- Выслушай меня, - взволнованно заговорил он, - я открою тебе один секрет… Видишь ли, с этим жилетом я немножко жульничал. Чтобы тебя успокоить, я ежедневно затягивал хлястик, и потому жилет стал мне тесен… Таким образом, вчера я затянул его до конца и уже боялся, что мой секрет откроется… Как вдруг сегодня… знаешь, что случилось?.. Сегодня мне, я даю тебе честное слово, не только не понадобилось затягивать его, а даже пришлось немного хлястик отпустить! Жилет стал мне форменным образом тесен, хотя еще вчера был широковат. Ну, теперь и я верю, что выздоровею. Я сам… А доктор пусть думает, что ему угодно.
Долгая речь так его утомила, что ему пришлось перейти на кровать. Но человеку, которому не нужно с помощью хлястика доказывать, что он полнеет, не подобает ложиться, поэтому он сел на постели, как в кресле, опершись на плечо жены.
- Ну-ну! - прошептал он. - И кто бы мог подумать? Две недели я обманывал жену, уверяя, будто жилет мне тесен, а сегодня он действительно стал тесен!.. Ну-ну!
Так они просидели, прижавшись друг к другу, весь вечер.
Больной был взволнован, как никогда.
- Боже мой! - говорил он, целуя жене руки. - А мне уже казалось, что так я и буду худеть до… конца… Сегодня впервые за эти два месяца я поверил, что могу выздороветь. Ведь больных все обманывают, а жены тем более. Но жилет - нет, этот не обманет!
Сейчас, рассматривая старый жилет, я вижу, что над его хлястиком трудились двое. Муж ежедневно передвигал пряжку, чтобы успокоить жену, а она ушивала хлястик, чтобы подбодрить мужа.
"Встретятся ли они когда-нибудь снова, чтобы открыть друг другу тайну жилета?.." - думал я, глядя на небо.

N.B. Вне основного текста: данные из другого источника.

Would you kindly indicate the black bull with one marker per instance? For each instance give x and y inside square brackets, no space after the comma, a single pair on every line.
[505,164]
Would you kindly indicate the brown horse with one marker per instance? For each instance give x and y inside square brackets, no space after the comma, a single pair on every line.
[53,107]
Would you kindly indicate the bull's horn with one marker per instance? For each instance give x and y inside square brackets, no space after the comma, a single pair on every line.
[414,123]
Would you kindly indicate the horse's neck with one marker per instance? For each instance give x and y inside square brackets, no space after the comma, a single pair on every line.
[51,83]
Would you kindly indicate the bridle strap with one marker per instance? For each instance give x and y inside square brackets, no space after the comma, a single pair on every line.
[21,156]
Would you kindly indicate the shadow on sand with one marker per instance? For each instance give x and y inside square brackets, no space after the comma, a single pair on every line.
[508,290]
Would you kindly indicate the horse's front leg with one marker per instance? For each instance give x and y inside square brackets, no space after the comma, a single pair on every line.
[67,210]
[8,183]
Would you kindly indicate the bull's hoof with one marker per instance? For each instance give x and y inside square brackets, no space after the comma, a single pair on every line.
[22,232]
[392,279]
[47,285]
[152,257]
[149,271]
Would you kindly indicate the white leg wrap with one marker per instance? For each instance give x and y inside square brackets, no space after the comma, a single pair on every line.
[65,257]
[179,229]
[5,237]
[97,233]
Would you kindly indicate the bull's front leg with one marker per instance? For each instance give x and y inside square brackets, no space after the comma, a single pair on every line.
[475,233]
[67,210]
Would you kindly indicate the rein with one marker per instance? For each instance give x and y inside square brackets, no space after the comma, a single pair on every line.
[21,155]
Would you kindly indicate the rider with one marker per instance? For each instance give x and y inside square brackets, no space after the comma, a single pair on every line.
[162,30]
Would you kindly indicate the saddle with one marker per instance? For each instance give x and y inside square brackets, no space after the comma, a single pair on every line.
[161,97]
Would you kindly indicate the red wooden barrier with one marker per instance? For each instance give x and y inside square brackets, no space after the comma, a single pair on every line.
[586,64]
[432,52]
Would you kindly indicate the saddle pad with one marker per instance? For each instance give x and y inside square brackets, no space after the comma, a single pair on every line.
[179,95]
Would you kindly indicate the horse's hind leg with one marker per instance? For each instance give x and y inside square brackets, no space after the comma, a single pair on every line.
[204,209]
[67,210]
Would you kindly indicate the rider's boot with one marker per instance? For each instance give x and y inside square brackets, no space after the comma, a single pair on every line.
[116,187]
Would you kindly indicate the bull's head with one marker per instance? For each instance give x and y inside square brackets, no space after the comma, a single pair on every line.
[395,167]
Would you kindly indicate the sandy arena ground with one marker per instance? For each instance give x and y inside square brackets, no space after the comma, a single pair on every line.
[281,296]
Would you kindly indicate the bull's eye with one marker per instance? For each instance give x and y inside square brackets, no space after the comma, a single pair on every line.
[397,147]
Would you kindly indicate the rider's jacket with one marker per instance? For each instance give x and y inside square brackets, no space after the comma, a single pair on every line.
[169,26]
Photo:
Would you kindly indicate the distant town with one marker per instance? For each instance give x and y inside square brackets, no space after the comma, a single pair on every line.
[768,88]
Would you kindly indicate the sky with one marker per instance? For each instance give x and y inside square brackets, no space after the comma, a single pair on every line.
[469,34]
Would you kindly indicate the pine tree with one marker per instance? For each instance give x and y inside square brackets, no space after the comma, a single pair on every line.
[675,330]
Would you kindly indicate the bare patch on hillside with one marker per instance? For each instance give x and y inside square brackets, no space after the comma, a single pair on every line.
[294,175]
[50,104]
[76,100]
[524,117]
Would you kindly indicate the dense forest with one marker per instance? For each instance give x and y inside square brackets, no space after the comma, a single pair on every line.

Но неба не было видно. Только сыпал снег, такой густой и холодный, что даже прах людской, наверно, замерзал в могилах.
А все же кто решится сказать, что там, за этими тучами, нет солнца?..
― ГРЕХИ ДЕТСТВА ―
Я родился в эпоху, когда все непременно носили какой-нибудь титул или хотя бы прозвище, которыми наделяли иногда без достаточных оснований.
По этой причине нашу помещицу называли графиней, моего отца - ее уполномоченным, а меня - очень редко Казиком или Лесьневским, зато достаточно часто сорванцом, пока я жил дома, и ослом, когда я поступил в школу.
Фамилию нашей помещицы тщетно было бы искать в родословных знати, поэтому мне кажется, что сияние ее графской короны простиралось не дальше полномочий моего блаженной памяти отца. Помнится даже, что возведение ее в графское достоинство было своего рода памятником, которым покойный отец мой ознаменовал счастливейшее событие своей жизни - повышение жалованья на сто злотых в год. Помещица молча приняла присвоенный ей титул, но несколько дней спустя отец мой был произведен из управляющих в уполномоченные. И вместо письменного свидетельства получил невиданных размеров борова, и из выручки от продажи его мне купили первые башмаки.
Отец, я и сестра моя Зося (матери у меня уже не было) жили в каменном флигеле, шагах в пятидесяти от господского дома. В самом же доме обитала графиня с дочкой Лёней, моей сверстницей, с ее гувернанткой и со старой ключницей Салюсей, а также с бесчисленным множеством горничных и других служанок. Девушки эти по целым дням шили, из чего я заключил, что важные барыни для того и существуют, чтобы рвать одежду, а девушки - чтобы ее чинить. Об ином предназначении важных дам, как и бедных девушек, я понятия не имел, что, по мнению отца, было единственным моим достоинством.
Графиня была молодой вдовой, которую муж довольно рано поверг в безутешную печаль. Насколько мне известно по сохранившимся преданиям, ни покойника никто не величал графом, ни он кого-либо уполномоченным. Зато все соседи с редким в наших краях единодушием называли его полоумным. Во всяком случае, это был человек незаурядный. Он загонял верховых лошадей, охотился где вздумается, вытаптывая крестьянские поля, и дрался с соседями на дуэли из-за собак и зайцев. Дома он изводил ревностью жену и отравлял существование прислуге с помощью длинного чубука. После смерти этого оригинала на его скакунах стали возить навоз, а собак раздарили. В наследие он оставил миру маленькую свою дочурку и молодую вдову. Ах, извините, кроме того, после покойного остался написанный маслом портрет, где он был изображен с гербовой печаткой на перстне, да еще длинный чубук, изогнувшийся от ненадлежащего употребления, как турецкая сабля.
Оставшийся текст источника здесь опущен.